Batch policy evaluation for bulk authz callers #17

@hardbyte

Description

@hardbyte

PermissionChecker::evaluate_access is per-call: one subject, one resource, one action, one context. Authorization paths that load N resources from a backing store and need to return the visible subset currently have two bad options:

  1. Call evaluate_access N times in a loop. This is correct: every policy in the checker is respected, including policies added later. But a single logical list/batch decision produces N evaluations, N traces, and potentially N async policy calls even when subject and action are invariant across the batch.
  2. Push the policy into SQL or another backing predicate language. This can be faster, but it duplicates today's policy shape outside gatehouse. A later policy added to the checker can be silently bypassed by the bulk path while still firing in single-resource calls. That loses the central-policy guarantee gatehouse is supposed to provide.

This shows up naturally in list/scope/batch endpoints that need to answer "which of these resources can this caller see?". A multi-resource subscription handler, for example, might load a scope of ids and then need to authorize each before returning data. Today callers either pay the N-fan-out overhead or escape the policy abstraction.

Goal

Add a first-class batch evaluation path that:

  • preserves the same per-item OR-across-policies semantics as evaluate_access;
  • keeps resource/context construction owned by the caller;
  • preserves input ordering in returned results;
  • provides one batch-level trace/span with summary counts;
  • avoids encouraging ad hoc SQL-side policy duplication;
  • lets policy/resolver implementations opt into real backend batching when they can actually exploit it.

Proposed caller API

Prefer an item-oriented API over tuple-shaped AsRef<(R, C)> inputs or id-specific mapper helpers. The caller usually already has domain objects, rows, or loaded resources; gatehouse should just ask how to borrow the resource and context for each item.

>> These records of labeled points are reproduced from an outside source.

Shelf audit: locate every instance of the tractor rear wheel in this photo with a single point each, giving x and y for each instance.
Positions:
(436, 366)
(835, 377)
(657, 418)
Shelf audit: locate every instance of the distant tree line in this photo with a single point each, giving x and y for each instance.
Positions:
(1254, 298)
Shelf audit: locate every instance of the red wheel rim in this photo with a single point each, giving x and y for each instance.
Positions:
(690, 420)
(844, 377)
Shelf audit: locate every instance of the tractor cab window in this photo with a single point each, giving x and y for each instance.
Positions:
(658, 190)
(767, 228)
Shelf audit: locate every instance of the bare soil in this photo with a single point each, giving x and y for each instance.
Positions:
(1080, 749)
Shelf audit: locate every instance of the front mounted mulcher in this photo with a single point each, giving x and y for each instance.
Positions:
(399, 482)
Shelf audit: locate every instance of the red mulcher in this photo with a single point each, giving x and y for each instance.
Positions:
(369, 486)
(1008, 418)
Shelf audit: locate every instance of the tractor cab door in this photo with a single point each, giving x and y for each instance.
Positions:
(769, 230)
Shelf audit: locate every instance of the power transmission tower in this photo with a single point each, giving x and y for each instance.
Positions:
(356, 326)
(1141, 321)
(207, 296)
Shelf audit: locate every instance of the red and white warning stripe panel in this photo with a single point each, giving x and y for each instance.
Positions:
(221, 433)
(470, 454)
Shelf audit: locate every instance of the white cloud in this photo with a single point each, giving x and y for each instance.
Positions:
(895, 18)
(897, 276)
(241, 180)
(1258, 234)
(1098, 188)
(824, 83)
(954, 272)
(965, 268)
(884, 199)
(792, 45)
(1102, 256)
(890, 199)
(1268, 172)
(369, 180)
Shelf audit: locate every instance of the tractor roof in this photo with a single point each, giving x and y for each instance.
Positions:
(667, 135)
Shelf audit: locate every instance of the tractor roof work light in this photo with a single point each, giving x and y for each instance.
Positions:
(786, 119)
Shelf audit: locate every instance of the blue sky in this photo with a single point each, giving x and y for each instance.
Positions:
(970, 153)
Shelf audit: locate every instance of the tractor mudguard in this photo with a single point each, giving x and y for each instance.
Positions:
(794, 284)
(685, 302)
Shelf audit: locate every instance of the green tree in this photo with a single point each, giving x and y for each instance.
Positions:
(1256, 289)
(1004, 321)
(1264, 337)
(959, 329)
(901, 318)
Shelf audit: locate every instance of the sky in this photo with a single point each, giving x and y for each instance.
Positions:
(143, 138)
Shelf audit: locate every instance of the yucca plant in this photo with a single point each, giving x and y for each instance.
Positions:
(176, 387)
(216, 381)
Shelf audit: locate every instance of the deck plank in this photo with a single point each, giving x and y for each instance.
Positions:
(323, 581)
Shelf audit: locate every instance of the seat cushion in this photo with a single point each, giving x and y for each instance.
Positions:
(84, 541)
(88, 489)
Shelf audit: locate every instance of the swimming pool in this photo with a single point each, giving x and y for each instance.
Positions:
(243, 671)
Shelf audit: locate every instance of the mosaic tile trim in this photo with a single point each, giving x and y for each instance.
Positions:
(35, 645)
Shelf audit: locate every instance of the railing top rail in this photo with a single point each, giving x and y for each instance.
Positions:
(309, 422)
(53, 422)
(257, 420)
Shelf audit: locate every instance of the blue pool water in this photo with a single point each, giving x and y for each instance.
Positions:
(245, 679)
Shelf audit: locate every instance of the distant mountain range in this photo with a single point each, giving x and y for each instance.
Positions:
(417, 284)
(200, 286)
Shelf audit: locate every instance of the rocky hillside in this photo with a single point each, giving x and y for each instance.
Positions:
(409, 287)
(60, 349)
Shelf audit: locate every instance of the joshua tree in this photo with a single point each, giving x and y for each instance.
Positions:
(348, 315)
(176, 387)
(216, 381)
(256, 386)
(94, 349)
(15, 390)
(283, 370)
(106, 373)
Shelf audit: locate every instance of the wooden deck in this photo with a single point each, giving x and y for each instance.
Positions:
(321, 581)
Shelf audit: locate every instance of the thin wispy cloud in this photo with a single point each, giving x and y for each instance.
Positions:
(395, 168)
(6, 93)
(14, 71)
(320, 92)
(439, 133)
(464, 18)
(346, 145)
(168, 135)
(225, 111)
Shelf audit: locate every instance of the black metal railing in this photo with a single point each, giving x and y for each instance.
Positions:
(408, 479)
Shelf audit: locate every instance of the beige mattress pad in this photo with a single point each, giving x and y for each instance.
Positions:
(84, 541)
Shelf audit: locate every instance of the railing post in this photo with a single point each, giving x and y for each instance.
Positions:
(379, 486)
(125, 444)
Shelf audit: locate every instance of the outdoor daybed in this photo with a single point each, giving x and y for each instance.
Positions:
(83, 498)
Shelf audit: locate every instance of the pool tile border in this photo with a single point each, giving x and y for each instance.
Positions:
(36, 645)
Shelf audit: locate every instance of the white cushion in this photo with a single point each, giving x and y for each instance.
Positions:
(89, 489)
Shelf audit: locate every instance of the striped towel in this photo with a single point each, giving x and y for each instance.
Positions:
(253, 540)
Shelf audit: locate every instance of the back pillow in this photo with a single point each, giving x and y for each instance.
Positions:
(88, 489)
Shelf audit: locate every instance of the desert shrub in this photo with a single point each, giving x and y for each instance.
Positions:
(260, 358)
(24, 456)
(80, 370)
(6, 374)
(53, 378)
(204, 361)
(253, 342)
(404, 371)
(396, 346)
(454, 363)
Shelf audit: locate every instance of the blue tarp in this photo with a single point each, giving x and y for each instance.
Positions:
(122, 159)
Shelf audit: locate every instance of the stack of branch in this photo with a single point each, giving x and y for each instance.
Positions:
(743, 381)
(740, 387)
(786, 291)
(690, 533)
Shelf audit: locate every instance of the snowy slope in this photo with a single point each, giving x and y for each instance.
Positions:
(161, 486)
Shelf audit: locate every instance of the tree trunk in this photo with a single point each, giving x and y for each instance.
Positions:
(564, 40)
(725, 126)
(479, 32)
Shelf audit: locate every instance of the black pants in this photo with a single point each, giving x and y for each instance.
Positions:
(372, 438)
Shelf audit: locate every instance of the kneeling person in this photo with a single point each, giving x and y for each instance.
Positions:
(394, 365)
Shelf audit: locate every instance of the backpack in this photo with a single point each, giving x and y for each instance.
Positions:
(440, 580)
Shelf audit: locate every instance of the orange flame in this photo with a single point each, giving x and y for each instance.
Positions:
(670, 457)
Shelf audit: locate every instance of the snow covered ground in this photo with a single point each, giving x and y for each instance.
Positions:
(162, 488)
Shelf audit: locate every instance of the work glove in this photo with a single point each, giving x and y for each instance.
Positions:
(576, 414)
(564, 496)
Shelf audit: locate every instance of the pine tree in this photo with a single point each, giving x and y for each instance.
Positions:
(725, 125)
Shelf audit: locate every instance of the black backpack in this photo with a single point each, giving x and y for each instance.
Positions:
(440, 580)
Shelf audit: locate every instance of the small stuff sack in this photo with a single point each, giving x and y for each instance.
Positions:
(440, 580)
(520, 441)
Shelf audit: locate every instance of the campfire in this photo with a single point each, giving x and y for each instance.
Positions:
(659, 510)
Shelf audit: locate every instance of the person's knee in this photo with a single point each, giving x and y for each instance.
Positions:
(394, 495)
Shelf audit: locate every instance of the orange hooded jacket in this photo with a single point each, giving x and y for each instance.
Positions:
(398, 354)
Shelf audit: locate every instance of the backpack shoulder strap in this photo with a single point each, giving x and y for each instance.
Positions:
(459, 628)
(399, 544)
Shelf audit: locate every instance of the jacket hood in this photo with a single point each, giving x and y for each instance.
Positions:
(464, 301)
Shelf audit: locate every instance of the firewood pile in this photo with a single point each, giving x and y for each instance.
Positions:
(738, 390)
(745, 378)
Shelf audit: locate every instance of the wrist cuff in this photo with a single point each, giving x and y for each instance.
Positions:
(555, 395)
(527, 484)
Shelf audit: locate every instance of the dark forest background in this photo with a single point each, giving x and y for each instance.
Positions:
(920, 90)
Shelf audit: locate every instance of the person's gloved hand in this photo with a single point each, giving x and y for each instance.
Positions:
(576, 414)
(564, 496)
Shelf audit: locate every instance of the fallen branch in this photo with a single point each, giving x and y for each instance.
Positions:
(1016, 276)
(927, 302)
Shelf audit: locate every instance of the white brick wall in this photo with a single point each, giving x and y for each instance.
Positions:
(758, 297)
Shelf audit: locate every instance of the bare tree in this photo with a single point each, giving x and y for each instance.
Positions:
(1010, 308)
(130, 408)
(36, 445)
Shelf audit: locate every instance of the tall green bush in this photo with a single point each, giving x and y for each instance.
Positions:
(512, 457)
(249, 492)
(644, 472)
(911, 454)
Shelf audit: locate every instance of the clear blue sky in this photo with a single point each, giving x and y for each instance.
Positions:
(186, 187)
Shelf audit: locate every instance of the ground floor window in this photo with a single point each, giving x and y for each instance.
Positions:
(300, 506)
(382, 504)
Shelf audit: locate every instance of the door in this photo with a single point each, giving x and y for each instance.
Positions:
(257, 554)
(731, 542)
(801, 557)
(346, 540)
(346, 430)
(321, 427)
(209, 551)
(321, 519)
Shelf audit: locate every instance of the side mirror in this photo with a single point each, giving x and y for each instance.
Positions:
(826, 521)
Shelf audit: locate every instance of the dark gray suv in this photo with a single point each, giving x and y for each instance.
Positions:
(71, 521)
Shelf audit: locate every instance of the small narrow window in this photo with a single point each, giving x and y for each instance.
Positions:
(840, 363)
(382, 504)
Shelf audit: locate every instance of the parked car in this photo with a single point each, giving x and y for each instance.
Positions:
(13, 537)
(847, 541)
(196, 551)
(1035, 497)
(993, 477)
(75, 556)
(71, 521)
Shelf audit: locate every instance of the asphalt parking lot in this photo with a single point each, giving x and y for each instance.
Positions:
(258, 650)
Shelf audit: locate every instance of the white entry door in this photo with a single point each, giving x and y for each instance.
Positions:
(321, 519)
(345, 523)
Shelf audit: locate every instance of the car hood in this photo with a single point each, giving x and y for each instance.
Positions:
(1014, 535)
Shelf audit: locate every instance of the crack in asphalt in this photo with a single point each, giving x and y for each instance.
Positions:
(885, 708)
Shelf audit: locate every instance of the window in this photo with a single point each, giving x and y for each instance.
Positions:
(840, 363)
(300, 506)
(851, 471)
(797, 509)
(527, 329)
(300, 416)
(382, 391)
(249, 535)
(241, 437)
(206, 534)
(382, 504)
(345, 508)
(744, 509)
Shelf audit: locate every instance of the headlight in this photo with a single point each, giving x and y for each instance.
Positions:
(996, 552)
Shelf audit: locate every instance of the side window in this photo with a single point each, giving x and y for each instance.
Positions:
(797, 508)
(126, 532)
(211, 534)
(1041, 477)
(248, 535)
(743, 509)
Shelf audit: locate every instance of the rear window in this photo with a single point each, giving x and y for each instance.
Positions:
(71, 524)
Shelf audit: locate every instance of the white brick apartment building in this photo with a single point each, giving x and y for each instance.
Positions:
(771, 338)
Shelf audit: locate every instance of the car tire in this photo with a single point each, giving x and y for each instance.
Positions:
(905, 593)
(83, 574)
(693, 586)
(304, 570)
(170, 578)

impl<S, R, A, C> PermissionChecker<S, R, A, C> {
    pub async fn evaluate_batch_by<I, F>(
        &self,
        subject: &S,
        action: &A,
        items: I,
        parts: F,
    ) -> Vec<(I::Item, AccessEvaluation)>
    where
        I: IntoIterator,
        F: for<'item> Fn(&'item I::Item) -> (&'item R, &'item C),
    {
        /* evaluate each item with the same decision semantics as evaluate_access */
    }

    pub async fn filter_authorized_by<I, F>(
        &self,
        subject: &S,
        action: &A,
        items: I,
        parts: F,
    ) -> Vec<I::Item>
    where
        I: IntoIterator,
        F: for<'item> Fn(&'item I::Item) -> (&'item R, &'item C),
    {
        /* return only items whose evaluation is granted */
    }
}

Example usage:

let visible_posts = checker
    .filter_authorized_by(&user, &Action::View, posts, |post| {
        (post, &request_context)
    })
    .await;

This keeps the common "candidate rows/items in, authorized rows/items out" workflow simple without making gatehouse responsible for fetching resources or constructing contexts.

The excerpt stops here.